We should note that though the abovementioned subsamples did not have the same number of observations, they were all big enough to draw statistically relevant conclusions.

3. Results

The analysis was centered around the prospective determinants of energy poverty among students in Krakow (PL) and how, or if, the COVID-19 pandemic has changed energy poverty among students. The results are provided in two subsections. The first one deals with preliminary frequency-based analysis. The second subsection explores the relation between the potential explanatory variables and the dependent with the aforementioned Kendall’s Tau-b and logistic regression.

3.1. Preliminary Results

3.1.1. Consequences of Inadequate Temperature

Forty seven percent of students said that the temperature in their house was adequate.
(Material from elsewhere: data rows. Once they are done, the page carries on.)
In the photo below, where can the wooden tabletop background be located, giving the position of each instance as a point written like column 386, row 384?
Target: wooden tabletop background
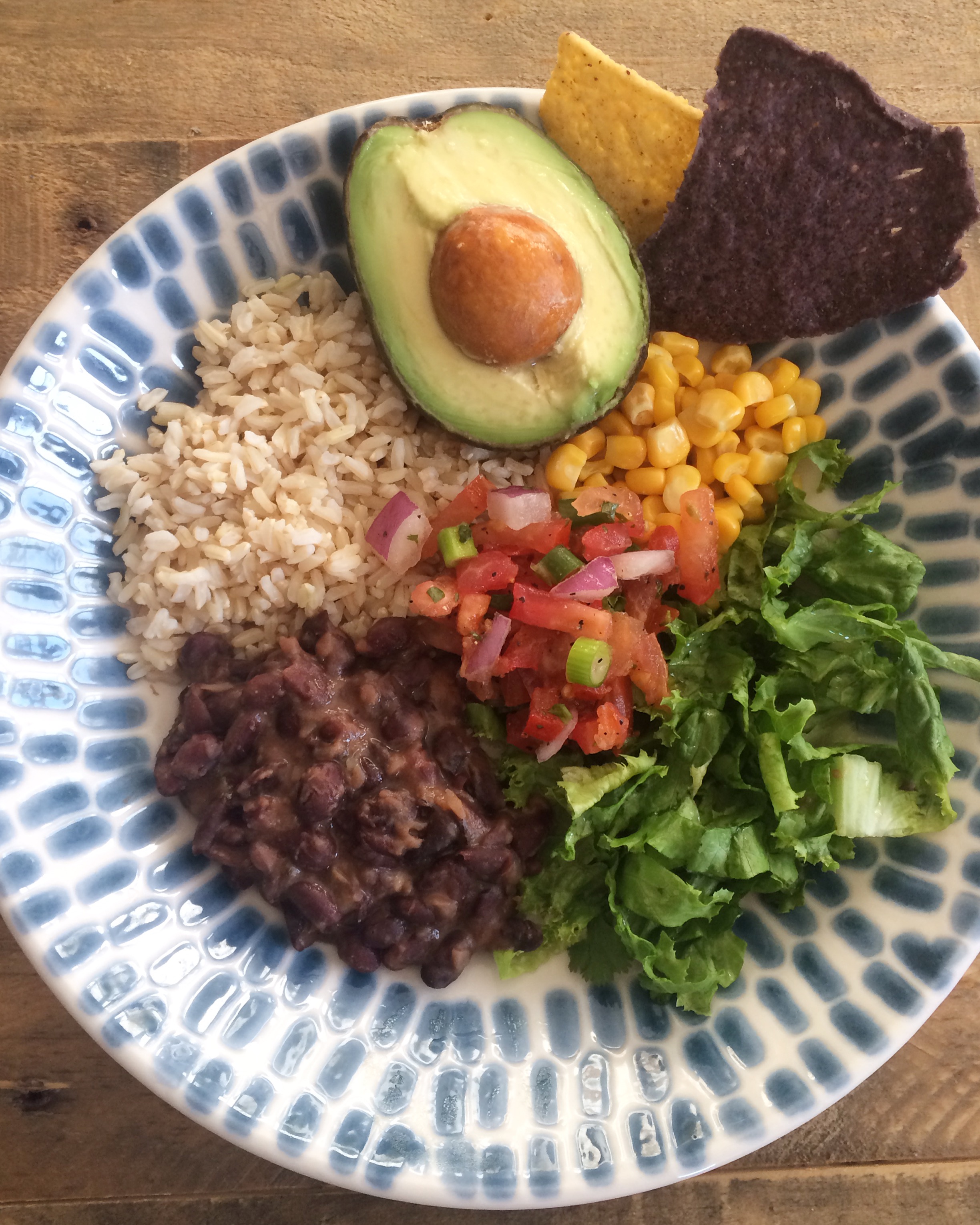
column 107, row 103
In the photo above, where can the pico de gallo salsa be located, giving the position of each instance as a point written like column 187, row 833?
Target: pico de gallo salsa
column 558, row 608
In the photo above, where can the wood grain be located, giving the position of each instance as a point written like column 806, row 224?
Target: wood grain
column 107, row 103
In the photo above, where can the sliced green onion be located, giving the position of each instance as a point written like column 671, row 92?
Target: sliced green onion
column 456, row 543
column 484, row 721
column 588, row 662
column 607, row 514
column 556, row 565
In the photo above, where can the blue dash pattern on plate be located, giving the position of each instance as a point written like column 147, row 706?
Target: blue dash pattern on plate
column 489, row 1094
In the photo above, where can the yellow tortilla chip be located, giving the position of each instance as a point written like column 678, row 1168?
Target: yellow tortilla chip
column 631, row 138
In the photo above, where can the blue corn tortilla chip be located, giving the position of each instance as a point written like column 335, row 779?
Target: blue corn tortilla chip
column 809, row 205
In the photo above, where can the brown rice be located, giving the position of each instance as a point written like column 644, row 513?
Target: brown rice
column 249, row 510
However, about a third (29%) responded that an inadequate temperature caused them to feel ill and about a fifth pointed out that it caused them to get sick more often. This response was distributed equally among the students in the energy poverty group (energy expenses above 10% of income) and others. About 6% responded that they feel uncomfortable when someone pays them a visit. The feeling of discomfort was substantially more prominent in the energy poverty group (about 20%) versus less than half a percent for other groups. Considering only those who responded during the second wave of the pandemic (and second semester of studies during the pandemic), which was also when classes were only held online, we noticed a significant increase in the responses related to feeling ill due to inadequate temperature at home (32%), while only 24% responded to this question during the time when studies were conducted either on campus or during the transition period (first wave). This result may be also due to the growing fatigue and dissatisfaction with the COVID-19 pandemic.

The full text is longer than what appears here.